Comment 4 Telesto 2021-03-04 08:58:01 UTC Comment hidden (no-value)
Comment 5 Miklos Vajna 2021-03-04 09:01:38 UTC Comment hidden (no-value)
Comment 6 NISZ LibreOffice Team 2021-03-26 10:11:52 UTC
I think the problem here is at import time. Doing this:

Steps to Reproduce:
1. Open the attached file
2. Save as DOCX
3. File reload
4. Go to character styles.. notice a whole list of additional styles

does not result in extra character styles being saved to the docx files styles.xml (since bug #92335 was fixed).

These extra styles appear only at docx import time, then these can be saved to odt (unfortunately).
Comment 7 NISZ LibreOffice Team 2021-03-26 10:12:36 UTC
Created attachment 170749 [details]
Simple reproducer file
Comment 8 NISZ LibreOffice Team 2021-03-26 10:14:16 UTC
Created attachment 170750 [details]
The reproducer document saved to docx
Comment 9 NISZ LibreOffice Team 2021-03-26 10:16:46 UTC
Created attachment 170751 [details]
The docx version of the reproducer saved back to odt

This has the extra character styles saved to sytles.xml
Comment 10 NISZ LibreOffice Team 2021-03-26 10:19:10 UTC
Created attachment 170752 [details]
The original reproducer and its docx version

The problem starts at the docx import.
Comment 11 NISZ LibreOffice Team 2021-03-26 10:20:43 UTC
Created attachment 170753 [details]
The docx version and the odt saved from it

Once these fake ListLabel character styles are created they are saved to odt.

Version: 7.2.0.0.alpha0+ (x64) / LibreOffice Community
Build ID: 2fb274950e5207ca55f4f52325fb522bd44024e1
CPU threads: 4; OS: Windows 10.0 Build 18363; UI render: Skia/Raster; VCL: win
Locale: en-US (hu_HU); UI: en-US
Calc: CL
Comment 12 Justin L 2021-03-31 18:07:18 UTC
(In reply to NISZ LibreOffice Team from comment #11)
> Once these fake ListLabel character styles are created they are saved to odt.

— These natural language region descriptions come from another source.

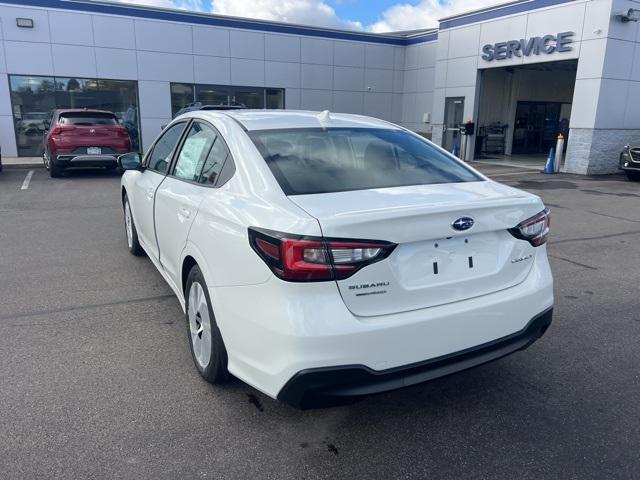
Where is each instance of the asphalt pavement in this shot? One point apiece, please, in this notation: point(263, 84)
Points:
point(97, 381)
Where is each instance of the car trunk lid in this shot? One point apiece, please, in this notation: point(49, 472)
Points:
point(433, 263)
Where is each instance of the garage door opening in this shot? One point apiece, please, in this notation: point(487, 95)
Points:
point(521, 111)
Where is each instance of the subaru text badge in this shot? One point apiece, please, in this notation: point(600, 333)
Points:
point(462, 223)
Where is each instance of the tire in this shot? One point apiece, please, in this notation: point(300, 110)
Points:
point(205, 341)
point(130, 229)
point(633, 176)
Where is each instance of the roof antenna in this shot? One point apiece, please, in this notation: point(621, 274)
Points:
point(324, 116)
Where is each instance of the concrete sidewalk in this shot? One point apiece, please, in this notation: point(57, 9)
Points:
point(22, 162)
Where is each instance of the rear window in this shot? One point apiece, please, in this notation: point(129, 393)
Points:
point(87, 118)
point(306, 161)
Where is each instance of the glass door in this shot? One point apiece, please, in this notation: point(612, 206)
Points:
point(453, 114)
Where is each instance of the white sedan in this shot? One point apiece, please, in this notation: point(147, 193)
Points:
point(320, 256)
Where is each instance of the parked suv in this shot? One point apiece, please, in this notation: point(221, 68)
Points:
point(83, 138)
point(630, 162)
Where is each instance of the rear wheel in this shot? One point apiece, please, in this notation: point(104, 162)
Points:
point(634, 176)
point(207, 347)
point(130, 230)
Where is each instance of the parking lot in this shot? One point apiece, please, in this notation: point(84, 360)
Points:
point(98, 381)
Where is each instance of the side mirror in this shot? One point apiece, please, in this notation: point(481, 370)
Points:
point(130, 161)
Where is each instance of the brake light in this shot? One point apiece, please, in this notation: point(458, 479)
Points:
point(298, 258)
point(535, 230)
point(58, 129)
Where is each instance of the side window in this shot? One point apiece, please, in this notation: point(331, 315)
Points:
point(214, 163)
point(194, 151)
point(160, 157)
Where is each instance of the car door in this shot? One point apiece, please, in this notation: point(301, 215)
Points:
point(157, 164)
point(179, 196)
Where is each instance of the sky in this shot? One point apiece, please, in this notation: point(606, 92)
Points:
point(364, 15)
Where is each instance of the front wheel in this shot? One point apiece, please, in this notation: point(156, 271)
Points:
point(207, 347)
point(633, 176)
point(130, 230)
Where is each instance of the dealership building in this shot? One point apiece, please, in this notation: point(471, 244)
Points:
point(520, 73)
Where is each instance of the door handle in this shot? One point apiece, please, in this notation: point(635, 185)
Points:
point(184, 212)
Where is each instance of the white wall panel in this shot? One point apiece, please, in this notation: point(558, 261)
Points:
point(348, 102)
point(247, 44)
point(348, 78)
point(3, 61)
point(378, 105)
point(292, 100)
point(247, 72)
point(282, 48)
point(116, 63)
point(153, 99)
point(632, 113)
point(28, 58)
point(379, 56)
point(211, 41)
point(163, 37)
point(316, 50)
point(462, 72)
point(349, 54)
point(71, 28)
point(396, 108)
point(39, 32)
point(427, 54)
point(212, 70)
point(379, 80)
point(463, 42)
point(567, 18)
point(316, 99)
point(398, 58)
point(585, 103)
point(317, 77)
point(282, 74)
point(398, 81)
point(172, 67)
point(113, 32)
point(73, 60)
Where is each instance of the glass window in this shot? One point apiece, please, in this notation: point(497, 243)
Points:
point(33, 98)
point(87, 118)
point(194, 151)
point(181, 96)
point(306, 161)
point(212, 95)
point(160, 157)
point(216, 159)
point(275, 98)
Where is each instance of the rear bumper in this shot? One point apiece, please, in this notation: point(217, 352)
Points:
point(318, 387)
point(78, 161)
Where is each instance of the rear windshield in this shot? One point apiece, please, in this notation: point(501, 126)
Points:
point(306, 161)
point(88, 118)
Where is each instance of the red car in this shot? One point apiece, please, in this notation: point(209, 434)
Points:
point(83, 138)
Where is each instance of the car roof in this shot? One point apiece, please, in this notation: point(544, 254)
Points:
point(81, 110)
point(288, 119)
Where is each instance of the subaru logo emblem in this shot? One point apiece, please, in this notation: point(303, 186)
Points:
point(463, 223)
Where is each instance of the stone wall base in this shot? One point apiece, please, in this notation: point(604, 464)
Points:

I don't think we would want to do anything to try and stop this though.
However, one possibility would be to create a "clean up document" tool that goes through and removes excess styles, obsolete direct formatting, etc.  (This, of course, is a HUGE enhancement idea, and so far we can't even get someone to write a compress-all-pictures tool...)
Comment 13 NISZ LibreOffice Team 2021-07-13 07:05:50 UTC
*** Bug 143237 has been marked as a duplicate of this bug. ***
Comment 14 Eyal Rozenberg 2023-01-26 20:31:42 UTC
(In reply to Justin L from comment #12)
> (In reply to NISZ LibreOffice Team from comment #11)
> > Once these fake ListLabel character styles are created they are saved to odt.
> 
> I don't think we would want to do anything to try and stop this though.

Why? I mean, if styles are generated artifically, why not prevent that from happening? Or at least, use more stringent criteria to decide when a style is generated?

> However, one possibility would be to create a "clean up document" tool that
> goes through and removes excess styles, obsolete direct formatting, etc. 
> (This, of course, is a HUGE enhancement idea, and so far we can't even get
> someone to write a compress-all-pictures tool...)

and it would also be a separate bug IMHO.